What happens after you write a note, though, is what makes this special. I’ll send this text straight to The Blank Screen website. But I could choose instead – or as well – pop it onto the end of note in Evernote. Chuck it over to my To Do app OmniFocus. (Which reminds me, OmniFocus for iPad is not on sale but it’ll still be the best money you spend on apps ever.)

Equally I could write a note in Drafts 4 and send it to you as a text message. Or an email. I don’t know that it’s actually got endless options but it must be close. And that combination of so very, very quickly getting to start writing down a thought and then being able to send your text on to anywhere makes this a front-screen app for me.

It’s down to £2.99 from £6.99 on the iOS App Store.

TextExpander 3 + custom keyboard
When I want to write out my email address I just type the letters ‘xem’ and TextExpander changes that to the full address. Similarly, I write reviews for a US website called MacNN now and each one needs certain elements like the body text, an image list, links, tags and so on in a certain order. I open a new, blank document, type the letters ‘xmacnn’ and first it asks me what I’m reviewing and then it fills out the document with every detail you can think of.

The short thing to say next is that this is via TextExpander and that it is on iOS for a cut price of just £1.99 instead of £2.99. So just get it.

Got yet yet? Okay, there’s one more thing to tell you. TextExpander began on Mac OS X and it is still best there. The iOS version wasn’t really much use until iOS 8 when Apple allowed companies to make their own keyboards. Suddenly you could switch to the TextExpander keyboard whatever you were doing or whatever you’re writing on your iPhone or iPad. That meant you could expand these texts anywhere. Fantastic. Except the TextExpander keyboard is somehow less accurate and harder to use than Apple’s.

So what you gained with the text-expanding features, you lost a bit with everything else you typed.

Except many other apps work with TextExpander. Apple’s ones don’t but Drafts 4, for instance, recognises those ‘xem’ or ‘xmacnn’ things and works with them. So buy TextExpander 3 for iOS in order to get these things set up and working. It’s a bonus if you like the new keyboard.
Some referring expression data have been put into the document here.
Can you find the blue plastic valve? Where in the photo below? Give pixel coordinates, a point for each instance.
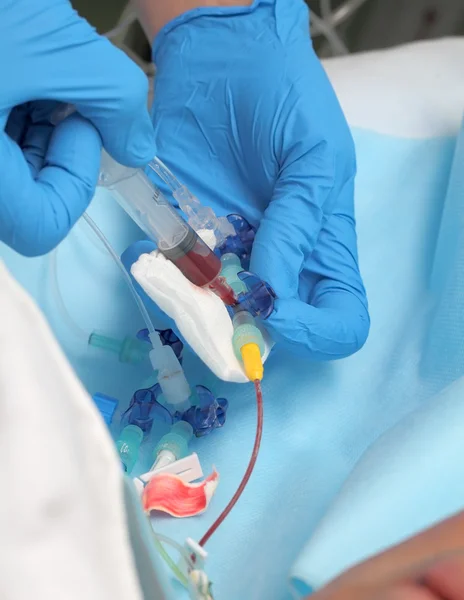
(106, 405)
(144, 408)
(168, 337)
(241, 243)
(258, 300)
(209, 414)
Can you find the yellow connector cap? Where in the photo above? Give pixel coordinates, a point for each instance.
(252, 362)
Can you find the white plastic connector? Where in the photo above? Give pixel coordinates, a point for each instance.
(188, 469)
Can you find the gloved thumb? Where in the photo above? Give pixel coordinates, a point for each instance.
(311, 262)
(100, 80)
(113, 95)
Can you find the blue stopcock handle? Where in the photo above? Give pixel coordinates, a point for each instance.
(241, 243)
(144, 408)
(209, 414)
(260, 298)
(168, 337)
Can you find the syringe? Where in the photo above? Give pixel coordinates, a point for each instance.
(147, 206)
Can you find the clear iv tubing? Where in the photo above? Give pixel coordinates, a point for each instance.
(117, 260)
(158, 539)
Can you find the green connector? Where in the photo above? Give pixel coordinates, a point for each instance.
(129, 350)
(231, 267)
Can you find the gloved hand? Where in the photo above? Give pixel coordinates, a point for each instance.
(246, 117)
(48, 174)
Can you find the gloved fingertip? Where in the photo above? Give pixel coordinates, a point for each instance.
(137, 148)
(318, 333)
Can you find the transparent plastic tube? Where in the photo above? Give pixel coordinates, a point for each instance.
(175, 238)
(145, 204)
(125, 274)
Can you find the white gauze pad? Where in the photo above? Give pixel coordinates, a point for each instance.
(199, 314)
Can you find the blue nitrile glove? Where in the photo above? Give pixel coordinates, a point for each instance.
(48, 174)
(246, 117)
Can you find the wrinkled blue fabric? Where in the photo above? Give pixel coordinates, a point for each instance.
(48, 55)
(245, 116)
(320, 418)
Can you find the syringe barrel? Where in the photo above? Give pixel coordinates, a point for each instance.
(144, 203)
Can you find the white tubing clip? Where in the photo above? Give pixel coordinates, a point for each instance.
(188, 469)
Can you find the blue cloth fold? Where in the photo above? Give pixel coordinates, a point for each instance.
(315, 488)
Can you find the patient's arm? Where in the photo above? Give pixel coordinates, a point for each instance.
(154, 14)
(429, 566)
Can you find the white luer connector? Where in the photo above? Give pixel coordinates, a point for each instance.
(171, 377)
Get TextExpander 3 + custom keyboard.

Hang on, Strictly’s nearly over. These are my favourite deals on productivity books and apps available right now but remember that they won’t stay on sale for long. If you’re only surfacing from Christmas and reading this in February, ignore the prices and just focus on the recommendations. None of these are here just because they’re cheap, it is that they are superb and the sale is a great bonus.
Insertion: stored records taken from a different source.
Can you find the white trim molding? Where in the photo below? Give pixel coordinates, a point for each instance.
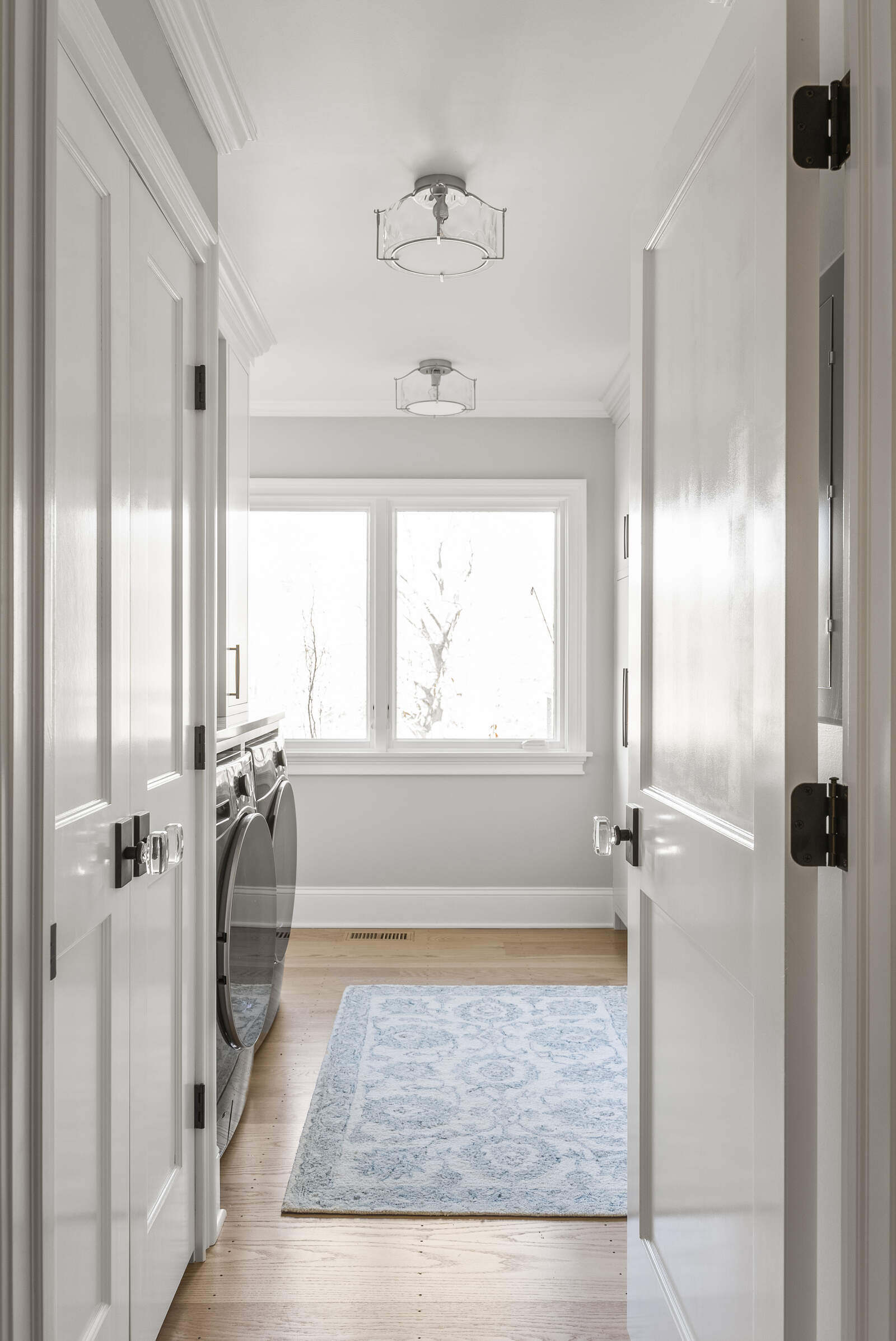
(616, 393)
(196, 46)
(240, 318)
(436, 905)
(382, 751)
(385, 408)
(94, 53)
Video: Forbes on the best productivity apps

There’s a pile in here that I hadn’t heard of. I think the format of having two blokes stand there talking to each other is as irritating in this as it is on television – what, no, really, I am so surprised to learn of this app you’ve only mentioned in every rehearsal and while we were writing the script – but what they’ve got to say is useful.

Lifehacker picks the best productivity books

Well, sort of. Very often Lifehacker.com will ask readers what their favourite something or other is and then after a few days will reveal the top five. This time, it seems a bit more open season: go to this thread and nominate a book you like.
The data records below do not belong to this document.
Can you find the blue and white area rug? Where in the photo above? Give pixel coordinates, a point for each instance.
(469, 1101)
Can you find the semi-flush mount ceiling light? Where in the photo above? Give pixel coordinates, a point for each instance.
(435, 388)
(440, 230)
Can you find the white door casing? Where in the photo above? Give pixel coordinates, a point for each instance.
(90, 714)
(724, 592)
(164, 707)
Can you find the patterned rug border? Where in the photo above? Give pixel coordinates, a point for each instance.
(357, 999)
So, for instance, you could nominate, oh, The Blank Screen – UK edition or maybe the US edition.

Thank you.

But right now there are some sixty-odd recommendations in there and I truly didn’t know there were sixty-odd productivity books. Take a look through the comments so far and see if there’s anything that takes your fancy.

This is the US edition of Lifehacker so naturally the books are chiefly American but if you can’t order them from Amazon UK, you can still get them from Amazon US and wait a bit.